Кто поручится, что где-нибудь в гараже, на окраине Галактики не шарятся на ощупь, варварски, не клепают новых Назгулов, уничтожая для этого высококлассных пилотов? Машины, в которых заточены души, для которых летать и стрелять — единственный способ чувствовать себя живыми? Как только первый эксперимент завершился удачей — а себя Рубен самоуверенно считал удачей! — над головами лучших навис дамоклов меч. В телах Тецим они были родине несоизмеримо полезнее. Он не был уверен насчет всех своих собратьев: тему «как ты умер» их разговоры старательно обходили.

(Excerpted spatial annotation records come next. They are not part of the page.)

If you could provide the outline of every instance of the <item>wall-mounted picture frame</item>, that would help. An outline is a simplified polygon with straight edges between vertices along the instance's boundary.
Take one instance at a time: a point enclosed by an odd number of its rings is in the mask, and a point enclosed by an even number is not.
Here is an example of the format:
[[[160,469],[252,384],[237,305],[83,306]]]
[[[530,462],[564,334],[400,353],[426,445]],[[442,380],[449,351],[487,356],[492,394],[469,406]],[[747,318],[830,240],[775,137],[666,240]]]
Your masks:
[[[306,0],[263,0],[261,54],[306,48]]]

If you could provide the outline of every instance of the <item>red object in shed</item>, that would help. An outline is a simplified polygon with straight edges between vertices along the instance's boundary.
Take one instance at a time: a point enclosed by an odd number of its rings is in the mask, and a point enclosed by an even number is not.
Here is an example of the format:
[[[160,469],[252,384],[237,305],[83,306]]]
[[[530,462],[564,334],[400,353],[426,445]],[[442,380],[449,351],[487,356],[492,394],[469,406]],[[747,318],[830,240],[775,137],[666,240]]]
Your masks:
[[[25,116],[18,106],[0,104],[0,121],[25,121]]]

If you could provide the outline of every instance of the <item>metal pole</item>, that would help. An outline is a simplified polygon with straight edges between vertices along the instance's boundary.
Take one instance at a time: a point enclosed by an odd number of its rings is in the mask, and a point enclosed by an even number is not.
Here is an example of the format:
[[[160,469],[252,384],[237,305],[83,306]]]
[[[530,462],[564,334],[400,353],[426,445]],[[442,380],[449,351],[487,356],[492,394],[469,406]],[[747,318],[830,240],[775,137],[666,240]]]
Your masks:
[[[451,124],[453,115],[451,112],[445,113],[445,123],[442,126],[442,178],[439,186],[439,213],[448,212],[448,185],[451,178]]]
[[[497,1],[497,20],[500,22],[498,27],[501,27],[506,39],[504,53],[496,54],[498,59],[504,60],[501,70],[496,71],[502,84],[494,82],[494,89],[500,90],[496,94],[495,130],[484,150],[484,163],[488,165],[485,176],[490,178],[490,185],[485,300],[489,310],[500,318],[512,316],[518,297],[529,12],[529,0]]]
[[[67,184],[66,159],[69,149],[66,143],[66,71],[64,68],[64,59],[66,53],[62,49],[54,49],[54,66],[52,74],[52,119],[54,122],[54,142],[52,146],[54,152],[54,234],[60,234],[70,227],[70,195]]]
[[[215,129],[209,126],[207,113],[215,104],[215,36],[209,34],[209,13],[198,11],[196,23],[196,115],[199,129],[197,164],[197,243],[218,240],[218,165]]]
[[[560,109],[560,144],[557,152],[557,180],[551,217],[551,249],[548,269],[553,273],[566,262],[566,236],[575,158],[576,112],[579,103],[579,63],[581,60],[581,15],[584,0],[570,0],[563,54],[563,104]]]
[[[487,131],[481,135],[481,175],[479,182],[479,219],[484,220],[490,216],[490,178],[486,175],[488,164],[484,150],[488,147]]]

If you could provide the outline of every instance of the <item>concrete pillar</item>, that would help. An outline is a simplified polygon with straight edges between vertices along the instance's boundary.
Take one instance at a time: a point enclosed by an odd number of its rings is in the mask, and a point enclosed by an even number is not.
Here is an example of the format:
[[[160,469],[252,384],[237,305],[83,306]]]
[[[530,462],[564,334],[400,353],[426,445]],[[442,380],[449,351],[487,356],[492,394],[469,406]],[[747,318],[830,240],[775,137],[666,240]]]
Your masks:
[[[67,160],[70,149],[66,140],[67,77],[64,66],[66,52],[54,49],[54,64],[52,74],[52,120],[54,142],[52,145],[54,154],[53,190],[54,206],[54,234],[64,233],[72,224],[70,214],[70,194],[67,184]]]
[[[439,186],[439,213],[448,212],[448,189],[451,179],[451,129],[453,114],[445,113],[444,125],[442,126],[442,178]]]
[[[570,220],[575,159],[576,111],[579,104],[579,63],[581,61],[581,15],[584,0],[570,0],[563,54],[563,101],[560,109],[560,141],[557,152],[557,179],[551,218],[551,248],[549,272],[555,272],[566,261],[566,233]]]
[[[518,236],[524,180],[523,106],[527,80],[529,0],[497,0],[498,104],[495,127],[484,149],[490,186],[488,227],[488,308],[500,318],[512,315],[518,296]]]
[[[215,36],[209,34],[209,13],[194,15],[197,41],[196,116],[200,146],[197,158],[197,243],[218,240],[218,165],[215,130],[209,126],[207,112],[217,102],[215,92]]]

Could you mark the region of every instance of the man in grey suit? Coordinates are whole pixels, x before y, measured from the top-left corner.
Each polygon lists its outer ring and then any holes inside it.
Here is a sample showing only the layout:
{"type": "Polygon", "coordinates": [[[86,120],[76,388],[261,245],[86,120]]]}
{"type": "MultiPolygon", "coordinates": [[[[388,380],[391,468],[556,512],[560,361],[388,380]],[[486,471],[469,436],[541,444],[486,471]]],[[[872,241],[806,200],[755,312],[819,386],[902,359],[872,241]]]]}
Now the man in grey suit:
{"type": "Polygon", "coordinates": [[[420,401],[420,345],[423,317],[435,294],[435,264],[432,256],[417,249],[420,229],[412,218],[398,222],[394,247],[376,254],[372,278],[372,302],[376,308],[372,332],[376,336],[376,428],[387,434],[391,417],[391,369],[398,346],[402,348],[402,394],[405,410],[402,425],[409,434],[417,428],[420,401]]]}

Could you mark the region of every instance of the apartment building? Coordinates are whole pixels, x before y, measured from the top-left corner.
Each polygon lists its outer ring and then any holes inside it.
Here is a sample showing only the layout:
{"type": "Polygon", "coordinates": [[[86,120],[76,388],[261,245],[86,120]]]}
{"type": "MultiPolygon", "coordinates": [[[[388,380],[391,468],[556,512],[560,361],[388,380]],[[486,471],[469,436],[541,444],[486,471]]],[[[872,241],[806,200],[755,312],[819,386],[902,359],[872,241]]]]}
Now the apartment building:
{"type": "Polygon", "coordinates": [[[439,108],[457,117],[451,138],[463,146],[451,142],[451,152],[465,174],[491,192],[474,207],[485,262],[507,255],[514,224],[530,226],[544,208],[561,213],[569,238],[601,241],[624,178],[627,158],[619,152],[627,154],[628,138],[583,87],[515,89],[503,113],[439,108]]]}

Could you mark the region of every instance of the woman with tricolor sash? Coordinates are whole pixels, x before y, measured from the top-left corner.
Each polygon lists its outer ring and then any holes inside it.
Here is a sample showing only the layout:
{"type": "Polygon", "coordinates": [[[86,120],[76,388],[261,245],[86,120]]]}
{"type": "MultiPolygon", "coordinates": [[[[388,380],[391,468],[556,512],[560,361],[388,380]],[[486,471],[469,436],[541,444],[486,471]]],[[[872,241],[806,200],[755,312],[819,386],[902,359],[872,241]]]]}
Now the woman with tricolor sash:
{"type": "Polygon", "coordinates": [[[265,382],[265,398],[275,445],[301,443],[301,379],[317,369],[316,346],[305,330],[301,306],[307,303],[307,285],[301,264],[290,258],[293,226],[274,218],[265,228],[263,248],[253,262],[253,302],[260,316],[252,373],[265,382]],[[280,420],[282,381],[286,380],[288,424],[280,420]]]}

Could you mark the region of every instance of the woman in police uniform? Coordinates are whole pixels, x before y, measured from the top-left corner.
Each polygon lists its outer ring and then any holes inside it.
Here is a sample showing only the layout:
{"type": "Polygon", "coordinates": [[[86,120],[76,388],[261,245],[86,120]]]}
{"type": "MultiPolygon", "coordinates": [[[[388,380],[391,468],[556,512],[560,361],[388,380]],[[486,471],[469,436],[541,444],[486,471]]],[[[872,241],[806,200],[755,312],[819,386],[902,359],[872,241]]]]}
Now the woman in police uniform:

Пошел бы на это Кирилл? Не знаю. Есть Кирилл, которого я способен воспринимать как друга, однокурсника и командира, с которым нас связывают отношения долга, причем взаимного, когда-то даже брата, и мне не хочется думать, что есть другой Кирилл.
Почему он, который сзади, не может быть таким же?
Да ни почему!
Вдали мелькнул вонзенный в небо шприц кислородной башни, характер атмосферных течений неуловимо изменился. Для «реполова» как раз уловимо, а для этого парнишки следом — ни разу. Сама башня — это пушка, она выстреливает в атмосферу озон. Но башня не существует вне инфраструктуры, а важнейшей частью ее инфраструктуры является ветер.

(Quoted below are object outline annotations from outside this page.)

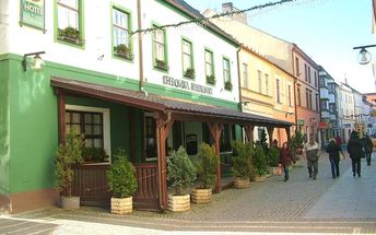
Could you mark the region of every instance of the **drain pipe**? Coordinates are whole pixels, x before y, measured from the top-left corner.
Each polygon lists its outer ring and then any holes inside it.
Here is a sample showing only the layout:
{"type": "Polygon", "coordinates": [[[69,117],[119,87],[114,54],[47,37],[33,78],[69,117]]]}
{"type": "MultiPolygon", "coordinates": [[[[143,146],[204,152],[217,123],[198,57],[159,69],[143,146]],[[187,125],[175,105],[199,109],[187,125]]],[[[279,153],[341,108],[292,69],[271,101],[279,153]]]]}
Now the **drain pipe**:
{"type": "MultiPolygon", "coordinates": [[[[141,0],[137,0],[137,26],[140,31],[142,28],[141,24],[141,0]]],[[[148,92],[143,89],[143,56],[142,56],[142,33],[138,33],[139,36],[139,71],[140,71],[140,91],[142,91],[145,96],[148,96],[148,92]]]]}

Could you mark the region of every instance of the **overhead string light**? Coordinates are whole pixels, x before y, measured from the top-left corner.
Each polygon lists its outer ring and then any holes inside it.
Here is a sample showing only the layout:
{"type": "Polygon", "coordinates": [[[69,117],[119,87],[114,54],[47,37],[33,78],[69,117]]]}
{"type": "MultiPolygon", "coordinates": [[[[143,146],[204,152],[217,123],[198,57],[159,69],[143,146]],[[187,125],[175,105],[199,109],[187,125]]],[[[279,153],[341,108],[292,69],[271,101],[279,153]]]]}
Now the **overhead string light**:
{"type": "Polygon", "coordinates": [[[265,9],[265,8],[271,8],[271,7],[275,7],[275,5],[279,5],[279,4],[284,4],[284,3],[287,3],[287,2],[294,2],[294,1],[296,1],[296,0],[280,0],[280,1],[277,1],[277,2],[268,2],[268,3],[265,3],[265,4],[255,5],[255,7],[251,7],[251,8],[248,8],[248,9],[244,9],[244,10],[218,13],[218,14],[214,14],[214,15],[209,16],[209,17],[198,17],[198,19],[193,19],[193,20],[189,20],[189,21],[183,21],[183,22],[175,23],[175,24],[165,24],[165,25],[161,25],[161,26],[153,26],[153,27],[149,27],[149,28],[144,28],[144,30],[138,30],[138,31],[131,32],[130,35],[134,35],[134,34],[138,34],[138,33],[146,34],[146,33],[152,33],[154,31],[160,31],[160,30],[164,30],[164,28],[168,28],[168,27],[180,27],[180,26],[187,25],[187,24],[198,24],[198,25],[201,25],[201,26],[205,26],[205,25],[208,25],[210,23],[209,20],[211,20],[211,19],[218,19],[218,17],[223,17],[223,16],[232,16],[234,14],[242,14],[244,12],[261,10],[261,9],[265,9]]]}

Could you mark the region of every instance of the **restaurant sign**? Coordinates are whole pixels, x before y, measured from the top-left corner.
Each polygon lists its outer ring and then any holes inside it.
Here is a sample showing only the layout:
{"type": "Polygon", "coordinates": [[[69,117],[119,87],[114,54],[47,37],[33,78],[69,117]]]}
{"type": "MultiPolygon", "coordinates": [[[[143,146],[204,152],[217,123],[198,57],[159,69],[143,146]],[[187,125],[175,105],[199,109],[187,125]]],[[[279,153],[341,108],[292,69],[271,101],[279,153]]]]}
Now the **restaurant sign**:
{"type": "Polygon", "coordinates": [[[45,32],[45,0],[21,0],[20,25],[27,25],[45,32]]]}
{"type": "Polygon", "coordinates": [[[189,82],[186,80],[180,80],[180,79],[174,79],[168,75],[163,77],[163,84],[174,86],[177,89],[183,89],[183,90],[189,90],[193,92],[199,92],[202,94],[207,95],[212,95],[213,94],[213,89],[204,86],[204,85],[199,85],[195,82],[189,82]]]}

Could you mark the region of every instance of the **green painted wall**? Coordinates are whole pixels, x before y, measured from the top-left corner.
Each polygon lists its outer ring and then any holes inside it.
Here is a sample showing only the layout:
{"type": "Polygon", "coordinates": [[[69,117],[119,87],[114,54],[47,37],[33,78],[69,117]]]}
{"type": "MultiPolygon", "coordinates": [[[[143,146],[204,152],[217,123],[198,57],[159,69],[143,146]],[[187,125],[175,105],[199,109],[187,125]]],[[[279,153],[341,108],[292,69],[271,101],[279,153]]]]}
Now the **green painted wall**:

Тут много ветров, целый клубок или, вернее, слоеный пирог из ветров. Возьмешь чуть выше, и тебя потащит-повлечет к башне — это работает засасывающая система. Метров на десять ниже — и отбросит с силой выдуваемым кислородом. Этим системам башня как таковая вовсе не нужна: преобразование происходит в капсулах-кавернах, каковых множество заложено вокруг башни, и по виду не отличить, какие из них работают на забор, а какие — на подачу. У техников есть схема. А у крошки-«реполова» — только шкура и крылышки. И крошка-«реполов», не задумываясь, ныряет в эти потоки.

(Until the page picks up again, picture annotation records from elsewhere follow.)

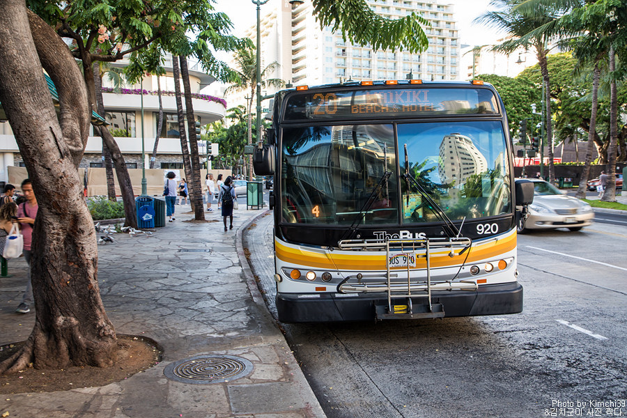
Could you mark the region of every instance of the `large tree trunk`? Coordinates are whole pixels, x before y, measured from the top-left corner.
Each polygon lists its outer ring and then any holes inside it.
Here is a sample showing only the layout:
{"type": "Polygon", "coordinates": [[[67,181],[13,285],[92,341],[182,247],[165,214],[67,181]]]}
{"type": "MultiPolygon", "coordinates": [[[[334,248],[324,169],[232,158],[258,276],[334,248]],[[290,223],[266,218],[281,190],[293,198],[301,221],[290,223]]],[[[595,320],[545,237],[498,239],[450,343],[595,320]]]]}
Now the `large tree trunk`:
{"type": "Polygon", "coordinates": [[[153,147],[153,155],[150,157],[150,168],[155,168],[155,160],[157,160],[157,147],[159,145],[159,137],[163,127],[163,100],[161,98],[160,77],[157,75],[157,93],[159,96],[159,122],[157,123],[157,135],[155,137],[155,146],[153,147]]]}
{"type": "MultiPolygon", "coordinates": [[[[185,178],[192,178],[192,164],[189,162],[189,150],[187,148],[187,137],[185,134],[185,114],[183,110],[183,102],[180,98],[180,71],[178,69],[178,57],[172,56],[172,72],[174,75],[174,97],[176,99],[176,112],[178,115],[178,134],[180,137],[180,152],[183,153],[183,167],[185,169],[185,178]]],[[[189,201],[192,201],[192,196],[189,201]]]]}
{"type": "Polygon", "coordinates": [[[545,117],[546,121],[546,145],[548,146],[549,156],[549,183],[555,183],[555,171],[553,167],[553,127],[552,121],[551,120],[551,84],[549,79],[548,67],[546,62],[546,54],[542,54],[539,57],[539,63],[540,64],[540,70],[542,72],[542,80],[544,83],[544,100],[545,117]]]}
{"type": "MultiPolygon", "coordinates": [[[[100,75],[100,68],[98,65],[93,67],[93,82],[95,91],[102,91],[102,77],[100,75]]],[[[102,100],[102,94],[95,95],[96,104],[98,114],[103,118],[104,117],[104,102],[102,100]]],[[[96,126],[94,125],[94,134],[98,134],[96,126]]],[[[102,137],[102,134],[100,135],[102,137]]],[[[113,164],[111,162],[111,151],[109,147],[102,141],[102,163],[104,166],[104,173],[107,176],[107,194],[109,200],[116,201],[116,183],[113,177],[113,164]]]]}
{"type": "Polygon", "coordinates": [[[616,70],[616,56],[614,45],[610,45],[610,147],[607,148],[607,165],[605,171],[607,173],[607,185],[601,200],[604,202],[616,201],[616,146],[618,140],[618,98],[617,98],[616,79],[614,71],[616,70]]]}
{"type": "MultiPolygon", "coordinates": [[[[179,56],[180,61],[180,75],[183,81],[183,88],[185,91],[185,110],[187,113],[187,130],[189,135],[189,157],[192,160],[192,195],[189,201],[194,209],[194,219],[196,221],[205,220],[205,206],[203,205],[203,187],[200,178],[200,157],[198,154],[198,138],[196,137],[196,118],[194,116],[194,107],[192,104],[192,88],[189,86],[189,73],[187,71],[187,60],[184,56],[179,56]]],[[[209,161],[207,161],[209,164],[209,161]]],[[[208,165],[207,166],[208,167],[208,165]]]]}
{"type": "Polygon", "coordinates": [[[596,132],[596,111],[598,109],[598,80],[601,78],[601,70],[598,68],[598,61],[594,64],[594,70],[592,72],[592,111],[590,114],[590,129],[588,131],[588,146],[586,150],[586,161],[584,163],[583,171],[581,173],[581,178],[579,180],[579,189],[577,190],[576,197],[579,199],[586,198],[586,191],[588,189],[588,175],[590,173],[590,164],[592,162],[592,152],[594,150],[594,134],[596,132]]]}
{"type": "Polygon", "coordinates": [[[110,366],[116,334],[100,300],[95,232],[77,171],[91,119],[85,84],[65,44],[24,0],[1,3],[0,39],[0,101],[39,204],[31,259],[35,326],[0,373],[31,362],[110,366]],[[42,67],[59,93],[59,118],[42,67]]]}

Я словно лист на ветру, но это бы ладно. Ветер перебрасывает меня с ладони на ладонь, а того, второго, крутит, как щепку в водовороте. О, да, у нас тут воронки и еще целый букет вибраций разных частот.
Весело ль тебе?
Мне — в самый раз, если только крылья не вырвет. Очень неудобно получится перед телом в кабине, оно не переживет. Дорого оно мне? Ну как сказать, учитывая, что оно более не есть необходимое условие жизни… Для чего оно мне так уж нужно? Разве для любви? Женщины, правда, обладают необъяснимой способностью любить весь семантический спектр: как истребителей, так и истребители, правду говорю, сам видел. Первая… ну не так, чтобы совсем уж первая, но первая из тех, кто имел значение, вошла в жизнь под нестерпимое сияние «Nessun Dorma». Моя Турандот… ладно, уже не моя. Меня всегда тянуло к тем, кто задает загадки. Поэтому вторая — как «Призрак оперы», пламя под слоем льда, свет во тьме и тень на свету, разгон и отрыв, если кто понимает. И кодовое слово, обладающее надо мной волшебной властью: «Зиглинда». Но «Призрака» поют вдвоем. Но-но, это кто тут Призрак? И значит ли это, что где-то ходят мои «Зеленые рукава» или «Siuil a Ruin»?